Costs Per Acre. Both
operating and fixed costs per acre can be computed as. = Total costs
Number of acres.
These ratios do not vary
with selling prices and income as does the ratio of fixed or operating costs per unit of
gross profits. They are somewhat meaningless when crop and livestock are intermingled in
varying proportions. Only farms with similar enterprises can be compared with these
ratios.
Gross (Cost) Ratio
The gross (cost) ratio
of total expenses to gross income is a combined measure of the profit making ability of
the farm. While the net income expresses the amount by which income exceeds expenses: the
gross ratio expresses the percentage of gross income consumed by expenses and is,
therefore, independent of the absolute size of the business. Gross income and total
expenses both affect the ratio. It may be large or small depending on the level of prices
as well as the amount and level of expenses. It is indicative of the profit margin for the
business as a whole. At any given level of costs and prices, it can be usefully employed
in the analysis of the business. The percentage of gross income absorbed by expenses also
varies with the type of the farm. With this ratio, comparisons between farms should be
made only when the farms are of the same general orgaisation.
CAPITAL RATIOS
Capital ratios can also
be used in the analysis of the organization with respect to the resources of the farm.
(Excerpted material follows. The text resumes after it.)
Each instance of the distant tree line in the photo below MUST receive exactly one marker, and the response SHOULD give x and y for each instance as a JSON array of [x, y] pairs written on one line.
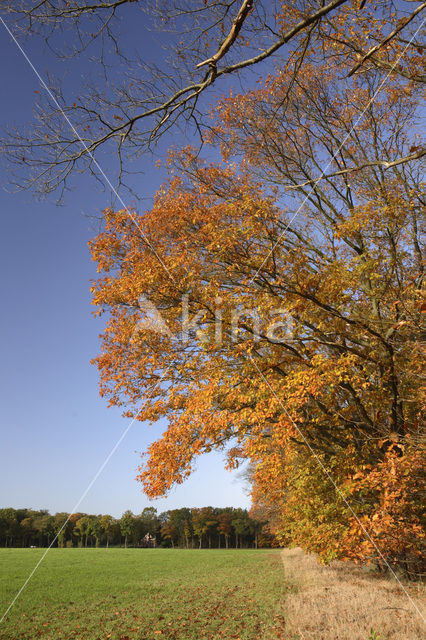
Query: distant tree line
[[205, 527]]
Capital per unit of Gross Income
Occasionally a ratio is computed to
measure the total amount of capital invested per unit of gross income
= Total capital invested gross
income
Capital per man
The ratio of capital per man
indicates the combination of resources in a general way. It is ordinarily computed by
dividing the total capital by the number of man-year equivalents employed on the farm. An
optimum ratio will vary depending on the kind of farming and the availability of funds. It
does not adequately reflect variations which can be possible through capital labour
substitution.
Rate of capital turnover
It is most common
measure of capital efficiency. It is the ratio of the total farm income to the farm
capital (total farm assets). Rate of capital turn over = Gross Income_________ x 100
Total farm Total farm assets
The ratio of capital
turnover indicates the number of years required for the farm receipts (income) to equal
the average farm capital. A faster turnover rate is a sign of good farm business. A high
rate of turnover is especially important for the beginning farmer who is short on capital.
This rate ordinarily varies widely with the type of farm investments.
MEASURES OF FARM INCOME AND
PROFIT EFFICIENCY
There are various
measures which can be used to evaluate farm incomes and profits. The measures listed below
can be useful for such an analysis.
Net Cash Income. Total cash
receipts from production minus total cash operating expenses.
Net Farm Income: Net cash income
from production plus or minus change in inventory in non-depreciable items and
depreciation on power machinery, livestock, buildings, etc.
Farm Earnings: Net farm income +
value of farm privileges (farm products) used in home.
Family labour earnings. Farm
earnings minus interest charges on farm capital.
Percent Returns to capital. Ratio
of farm earnings minus imputed value of the family labour to average, capital investment
expressed in percent terms.
Returns to management: Family
labour earnings minus imputed value of the family labour.